Now, we have the modified config partition image, we can splice it back into the firmware binary file (mind you, it needs to be at the exact same place as the original one and also exactly the same size):
cp goke_{original,modified}_fw.bin
dd if=config_new.jffs2 of=goke_modified_fw.bin bs=1 seek=6225920 conv=notrunc
Check that the files have the same size and only differ in the config partition:
ls -l goke_original_fw.bin goke_modified_fw.bin
-rwxr-xr-x 1 user user 8388608 Nov 14 17:10 goke_modified_fw.bin
-rwxr-xr-x 1 user user 8388608 Nov 7 19:22 goke_original_fw.bin
diff <(binwalk goke_original_fw.bin) <(binwalk goke_modified_fw.bin)
2c2
< /home/user/work/goke_original_fw.bin
---
> /home/user/work/goke_modified_fw.bin
12c12
< 6225920 0x5F0000 JFFS2 filesystem, little endian, nodes: 138, total size: 262140 bytes
---
> 6225920 0x5F0000 JFFS2 filesystem, little endian, nodes: 141, total size: 262140 bytes
47c47
< Analyzed 1 file for 85 file signatures (187 magic patterns) in 60.0 milliseconds
---
> Analyzed 1 file for 85 file signatures (187 magic patterns) in 63.0 milliseconds
Flashing the patched firmware
As a final step before testing the device is flashing the modified firmware binary back into the flash memory.

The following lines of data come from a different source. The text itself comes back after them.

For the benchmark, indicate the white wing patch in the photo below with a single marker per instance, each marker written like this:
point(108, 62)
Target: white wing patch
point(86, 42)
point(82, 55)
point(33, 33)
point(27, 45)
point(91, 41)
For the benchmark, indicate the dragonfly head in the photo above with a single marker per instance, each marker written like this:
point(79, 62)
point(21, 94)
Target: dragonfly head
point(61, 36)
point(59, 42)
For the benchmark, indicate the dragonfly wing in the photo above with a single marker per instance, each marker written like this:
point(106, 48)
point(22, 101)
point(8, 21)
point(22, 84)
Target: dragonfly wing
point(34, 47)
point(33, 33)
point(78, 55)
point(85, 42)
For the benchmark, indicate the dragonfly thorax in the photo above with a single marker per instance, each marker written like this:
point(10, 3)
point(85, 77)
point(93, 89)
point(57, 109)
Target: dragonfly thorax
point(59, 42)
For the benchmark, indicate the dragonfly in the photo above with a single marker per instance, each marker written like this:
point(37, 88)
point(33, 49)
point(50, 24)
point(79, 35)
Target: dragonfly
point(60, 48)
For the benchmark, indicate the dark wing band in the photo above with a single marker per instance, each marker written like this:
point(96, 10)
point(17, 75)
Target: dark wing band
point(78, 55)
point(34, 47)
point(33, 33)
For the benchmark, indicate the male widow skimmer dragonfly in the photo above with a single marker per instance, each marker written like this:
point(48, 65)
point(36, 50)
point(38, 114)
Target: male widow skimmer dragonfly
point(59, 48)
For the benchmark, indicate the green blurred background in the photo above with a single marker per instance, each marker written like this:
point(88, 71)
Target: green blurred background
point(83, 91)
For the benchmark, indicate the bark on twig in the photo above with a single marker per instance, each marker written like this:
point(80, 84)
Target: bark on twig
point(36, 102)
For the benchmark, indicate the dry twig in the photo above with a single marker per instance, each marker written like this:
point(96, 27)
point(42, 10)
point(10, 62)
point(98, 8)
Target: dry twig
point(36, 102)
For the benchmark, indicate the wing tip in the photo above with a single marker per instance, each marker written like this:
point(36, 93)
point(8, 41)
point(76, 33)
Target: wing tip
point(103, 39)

This is a very sensitive task.
flashrom --programmer ch341a_spi --write goke_modified_fw.bin
flashrom v1.5.1 on Linux 6.12.31-0-lts (x86_64)
flashrom is free software, get the source code at https://flashrom.org
Found Winbond flash chip "W25Q64.W" (8192 kB, SPI) on ch341a_spi.
Reading old flash chip contents... done.
Updating flash chip contents... Erase/write done from 0 to 7fffff
Verifying flash... VERIFIED.
Testing the device
Finally, assemble the device and power it on. It should now enter a pristine network pairing mode. See if it works. In my case, it worked perfectly!